The street classification approach favored by DCP and their consultant is to come up with a "Layered Network" - what appears to be essentially a finer-grained version of the existing street standards, which would include not just the current single type of each street. For example, in addition to today's "Secondary Highway", the new plan would be to have various types: Transit-Priority Secondary Highway, Bike-Priority Secondary Highway, etc. This would generate a network of streets geared to each mode: a Transit-Priority Network, a Bike-Priority Network, a Pedestrian-Priority Network, and, yes, even an Auto-Priority Network. (Doesn't L.A. already have one of those?)

While the Layered Network approach is likely to be a step in the right direction, especially in the light of today's car-monoculture standards, it's not quite a complete streets approach. Shouldn't all of Los Angeles be safe for walking? Early drafts of the study includes grating descriptions like this one of a Major Highway Class I: "Bicycle travel is not typically on this roadway. Bicycle priority streets should be designated on parallel facilities." Is this the kind of designation that the current Department of Transportation regime is likely to favor?

A shortfall of this study as currently scoped is that it's just a study. DCP states that it will have no specific recommended ordinances to be adopted. Any changes in the streets DNA will have to wait a few years before they can be adopted. Even then, Bowin characterizes the new standards would be a "greater toolbox" that would be available "for use in Community Plans." The Community Plan process is an exceeding slow and labyrinthine tool for adopting new street standards. It sounds like it would be another at least 2-3 years for the new toolbox to be approved in the Mobility Element, then another 2-3 years before a specific new standard could get approved for a specific street in a new Community Plan. With this approach, a fast-tracked change would be around 2015, if we're lucky. WWJSKD?

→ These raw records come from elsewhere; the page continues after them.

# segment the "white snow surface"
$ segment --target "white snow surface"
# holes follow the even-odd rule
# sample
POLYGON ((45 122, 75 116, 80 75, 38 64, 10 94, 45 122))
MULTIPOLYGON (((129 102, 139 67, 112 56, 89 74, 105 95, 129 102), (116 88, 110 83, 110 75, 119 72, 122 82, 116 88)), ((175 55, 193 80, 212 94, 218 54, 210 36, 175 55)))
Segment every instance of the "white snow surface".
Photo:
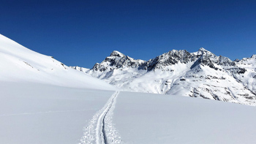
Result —
POLYGON ((114 91, 0 82, 0 143, 79 143, 114 91))
POLYGON ((114 50, 86 73, 124 91, 256 105, 255 57, 232 61, 201 48, 173 50, 145 61, 114 50))
POLYGON ((121 92, 113 123, 124 143, 255 143, 256 107, 121 92))
POLYGON ((1 82, 0 87, 0 143, 254 143, 256 140, 256 110, 252 106, 39 83, 1 82), (107 143, 102 137, 103 132, 107 143))
MULTIPOLYGON (((108 58, 124 56, 112 54, 108 58)), ((254 77, 255 57, 236 61, 246 67, 244 74, 226 75, 178 62, 146 72, 135 69, 145 61, 126 56, 122 70, 109 69, 102 78, 168 94, 127 92, 0 35, 0 143, 255 143, 255 107, 180 96, 196 86, 189 89, 195 97, 219 94, 223 101, 252 105, 243 85, 252 83, 253 90, 255 81, 233 77, 254 77)))
POLYGON ((69 68, 51 56, 32 51, 1 34, 0 80, 116 89, 114 86, 69 68))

At the study briefing that this author attended, Stephen Box, Glenn Bailey, Ryan Snyder and others called for specific policy recommendations that could be made in a study like this:

- Minimize lane widths: Most of the revised classifications still call for excessive 11-foot-wide travel lanes. For pedestrian-priority and bike-priority streets, lane width should be the minimum: just 10-foot-wide

- Suspend Road-Widening: When DCP reviewed its downtown street standards, it suspended the roadway-widening for the downtown area. While DCP is reviewing its standards that apply citywide, it should place a moratorium on road-widening citywide.

- Suspend Other Unsafe Practices: Similar to road-widening, the report could recommend a moratorium on other practices that create unsafe incomplete streets. End speed limit increases. End crosswalk removals and the city's current practice of incomplete crosswalks at interesections. Halt new bike- and pedestian-unfriendly peak-hour parking restrictions for increasing car capacity.

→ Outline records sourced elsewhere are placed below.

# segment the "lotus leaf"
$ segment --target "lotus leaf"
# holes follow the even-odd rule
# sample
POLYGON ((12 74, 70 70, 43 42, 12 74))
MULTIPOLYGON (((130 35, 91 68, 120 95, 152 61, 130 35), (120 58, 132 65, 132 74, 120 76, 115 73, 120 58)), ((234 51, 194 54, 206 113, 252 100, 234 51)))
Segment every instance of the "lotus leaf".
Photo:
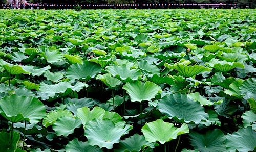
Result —
POLYGON ((112 76, 116 77, 123 83, 139 80, 143 75, 139 69, 130 69, 124 64, 120 66, 115 64, 113 66, 108 67, 107 71, 112 76))
POLYGON ((162 91, 160 86, 150 81, 145 83, 140 81, 127 82, 123 86, 123 89, 126 90, 131 101, 134 102, 150 101, 162 91))
POLYGON ((67 152, 101 152, 103 151, 97 146, 92 146, 88 142, 79 141, 77 138, 70 141, 65 147, 67 152))
POLYGON ((158 100, 156 109, 170 119, 174 118, 181 122, 199 124, 202 120, 209 118, 200 104, 185 94, 166 95, 158 100))
POLYGON ((51 97, 54 97, 55 94, 58 94, 61 96, 66 96, 73 91, 79 92, 83 87, 87 87, 88 85, 81 82, 77 82, 74 85, 67 81, 60 82, 54 85, 48 85, 44 82, 40 84, 39 90, 51 97))
POLYGON ((16 132, 11 132, 9 133, 1 132, 0 151, 5 152, 16 151, 19 138, 19 133, 16 132))
POLYGON ((66 116, 71 117, 73 116, 72 114, 67 110, 53 111, 49 113, 46 117, 42 120, 42 125, 47 128, 52 125, 54 122, 61 116, 66 116))
POLYGON ((129 125, 124 128, 116 127, 109 119, 93 120, 86 123, 84 135, 90 145, 111 149, 113 144, 119 143, 121 137, 127 134, 132 129, 129 125))
POLYGON ((117 146, 117 148, 114 149, 114 151, 140 151, 146 147, 153 149, 158 145, 157 143, 150 143, 146 141, 143 135, 135 134, 133 136, 121 141, 117 146))
POLYGON ((74 82, 75 80, 87 81, 95 77, 102 69, 99 64, 85 61, 83 64, 75 63, 69 67, 66 77, 71 82, 74 82))
POLYGON ((104 75, 98 74, 97 75, 96 79, 100 80, 108 87, 112 89, 116 88, 122 83, 118 79, 111 77, 110 73, 106 73, 104 75))
POLYGON ((251 126, 241 128, 236 132, 226 136, 225 145, 228 151, 247 152, 256 149, 256 131, 251 126))
POLYGON ((84 126, 86 123, 93 119, 101 120, 105 114, 106 111, 102 108, 95 107, 90 111, 90 109, 84 107, 77 109, 77 114, 78 118, 82 121, 82 124, 84 126))
POLYGON ((200 151, 226 151, 224 146, 226 138, 219 129, 208 130, 204 134, 191 131, 188 135, 194 149, 200 151))
POLYGON ((173 123, 165 122, 162 119, 157 119, 146 123, 141 129, 141 132, 146 140, 150 143, 159 141, 163 144, 176 139, 180 135, 188 133, 189 129, 185 123, 180 128, 176 128, 173 123))
POLYGON ((251 110, 246 111, 243 114, 243 124, 245 128, 251 126, 253 130, 256 131, 256 114, 251 110))
POLYGON ((75 129, 80 127, 81 125, 81 120, 78 118, 61 116, 54 122, 52 129, 55 131, 57 136, 67 137, 73 133, 75 129))
POLYGON ((13 94, 0 99, 0 114, 13 123, 26 120, 37 123, 46 111, 44 105, 35 97, 13 94))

- Add New Place-based Classifications: The proposed layered approach is still car-centric. New street designations could include: Main Street, Shared Space, Promenade, etc. - safe places where Angelenos would really want to go to, not just go through.

- Add Sidewalk Standards: Safe walkable places start with well-designed sidewalks with clear functional zones. Even on the newly proposed "Pedestrian Priority Streets" the road has clearly designated lanes, and the sidewalks get what's left over. The new standards should be exactly the reverse.

- Learn From Others: Many other cities have adopted great, comprehensive, complete streets standards. Look to progressive examples, including New York City's Street Design Manual.

L.A.'s next generation is counting on the Department of City Planning to do real planning. It's a good sign that DCP is re-examining the DNA of Los Angeles' streets. This study is a great opportunity to step away from streets that are car-centric wastelands and step toward health safe livable places.